How can governments better collaborate with private developers? As a real estate developer, what kinds of skills and strategies should you bring to P3? These were two of the primary questions addressed by a panel on public-private partnerships at the ULI Fall Meeting in Chicago.
“Governments have real estate assets, but they need some way to pay for development,” said moderator David Pennington, managing director of BMO Capital Markets in Chicago. Early P3s involving the U.S. Department of Defense were very specific, but expectations are now broader, he says, and public partners “need others to catalyze and help execute projects.”
With an anticipated zeroing-out of capital funding in the future, the federal government “is looking for more innovative ways to generate capital and high-performing properties,” and is pursuing P3s for facility renovations and improvements, said Allison Azevedo, regional commissioner for the U.S. General Services Administration’s Great Lakes Region. The GSA owns and manages nearly 56 million square feet of space, including over 1,650 properties plus leases.
“We’re always looking at taxpayers, communities, and generating jobs,” said Azevedo. “P3 development takes advantage of private-sector networks, brand development, creativity, and relationships that can help public entities achieve the highest and best use of assets for the community.”
P3s have evolved from physical infrastructure–roads and bridges—to include social infrastructure. A Hawaiian school district used a P3 approach to generate site value and meet social needs, like building a community center along with redeveloping schools. For municipal and state projects especially, governments look for private sector partners to help pay for parking, housing, commercial, and other uses that can create income streams.
In smaller communities, said Azevedo, the federal government sometimes looks to transfer assets to be able to do a structure renovation in another community. She said GSA is interested in partnering on redeveloping outdated parking facilities, though security concerns, such as a high-security vehicle fleet, can limit the full potential of the property.
Fernando Rodriguez-Marin, legal counsel to DLA Piper LLP and based in New York, cautioned that private developers should consider pros and cons of constructing and maintaining an asset without owning the land. A government agency may give a private-developer partner an adjacent piece of land to develop for an office building, he said, but will want constraints on how the facility is built and operated.
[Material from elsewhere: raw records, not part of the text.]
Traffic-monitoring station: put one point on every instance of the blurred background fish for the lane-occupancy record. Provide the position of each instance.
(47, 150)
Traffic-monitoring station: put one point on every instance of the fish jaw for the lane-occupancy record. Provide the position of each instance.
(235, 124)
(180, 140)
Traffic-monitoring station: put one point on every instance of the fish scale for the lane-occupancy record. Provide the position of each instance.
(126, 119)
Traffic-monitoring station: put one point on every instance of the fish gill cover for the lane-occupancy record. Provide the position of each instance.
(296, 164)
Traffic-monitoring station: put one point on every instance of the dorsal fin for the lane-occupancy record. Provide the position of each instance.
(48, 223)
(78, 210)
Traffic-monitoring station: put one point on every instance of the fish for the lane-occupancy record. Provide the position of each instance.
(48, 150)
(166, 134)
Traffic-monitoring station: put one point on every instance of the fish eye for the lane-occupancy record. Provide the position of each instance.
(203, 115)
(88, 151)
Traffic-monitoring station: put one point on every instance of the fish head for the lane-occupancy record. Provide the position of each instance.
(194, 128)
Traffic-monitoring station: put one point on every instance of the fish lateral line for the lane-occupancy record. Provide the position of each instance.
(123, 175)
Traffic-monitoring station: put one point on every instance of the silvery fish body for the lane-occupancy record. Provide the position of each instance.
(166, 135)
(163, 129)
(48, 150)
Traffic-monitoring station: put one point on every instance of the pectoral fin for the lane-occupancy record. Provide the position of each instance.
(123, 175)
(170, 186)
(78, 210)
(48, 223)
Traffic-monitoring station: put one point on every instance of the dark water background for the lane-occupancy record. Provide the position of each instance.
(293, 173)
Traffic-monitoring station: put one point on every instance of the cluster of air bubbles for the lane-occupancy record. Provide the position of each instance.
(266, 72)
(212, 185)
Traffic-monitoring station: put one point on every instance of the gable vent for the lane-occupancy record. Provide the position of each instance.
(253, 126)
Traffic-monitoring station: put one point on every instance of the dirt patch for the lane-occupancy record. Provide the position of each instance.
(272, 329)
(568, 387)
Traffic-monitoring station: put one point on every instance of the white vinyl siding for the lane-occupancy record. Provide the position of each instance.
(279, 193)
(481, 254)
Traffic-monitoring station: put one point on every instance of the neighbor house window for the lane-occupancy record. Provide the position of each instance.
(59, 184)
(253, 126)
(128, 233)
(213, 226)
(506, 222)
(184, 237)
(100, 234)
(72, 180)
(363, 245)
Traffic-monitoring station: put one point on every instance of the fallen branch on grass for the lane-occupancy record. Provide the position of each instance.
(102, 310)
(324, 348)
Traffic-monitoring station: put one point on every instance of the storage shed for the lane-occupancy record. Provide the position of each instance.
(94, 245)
Constraints for public properties include historic structures with limitations on development. The flip side, said Cooper: Some constraints for the public sector can create value for the private sector, such as providing historic preservation tax credits.
From the government perspective, Pennington said, projects need to be politically palatable to the public; real estate developers focus on assessment of risks as well as potential profits. He said most transactions have been classic design-build-operate agreements, with specific templates and requirements for bidding and financing. The traditional real estate development process is “a lot more amorphous and flexible,” he said. “P3 is very structured, though every P3 is different.” Few P3 closings fail, he said. “The very structured bids seem to work.”
Sinclair Cooper is co-president of the Public Private Partnership Division for the Hunt Companies, Inc, based in El Paso, Texas, which has engaged in nearly 50 P3s since 1966. In terms of skills and strategies required, he said, “it’s really no different than traditional real estate development. You have to be willing to understand what those partners want to do.”
Cooper said Hunt Companies’ litmus test involves four questions: Does a city or county have enabling legislation that allows a P3 transaction? Is there a state law enabling P3 transactions? Have the potential partners done deals before? Is there an advocate in the public sector—say a mayor or county commissioner—who’s a proponent of P3 delivery?
“The public sector side is getting more sophisticated, and will use this model for new assets and renovations,” said Pennington. He predicted continued P3 growth in the easiest projects, such as roads, some of which have income streams from tolls. State legislation allowing for P3s for social infrastructure now basically looks the same, but in the future, he said, “we’ll see opportunities for scaled versions, with every state creating their own.”
Kathleen McCormick, principal of Fountainhead Communications, LLC, in Boulder, Colorado, writes for Urban Land and other publications about design and the environment.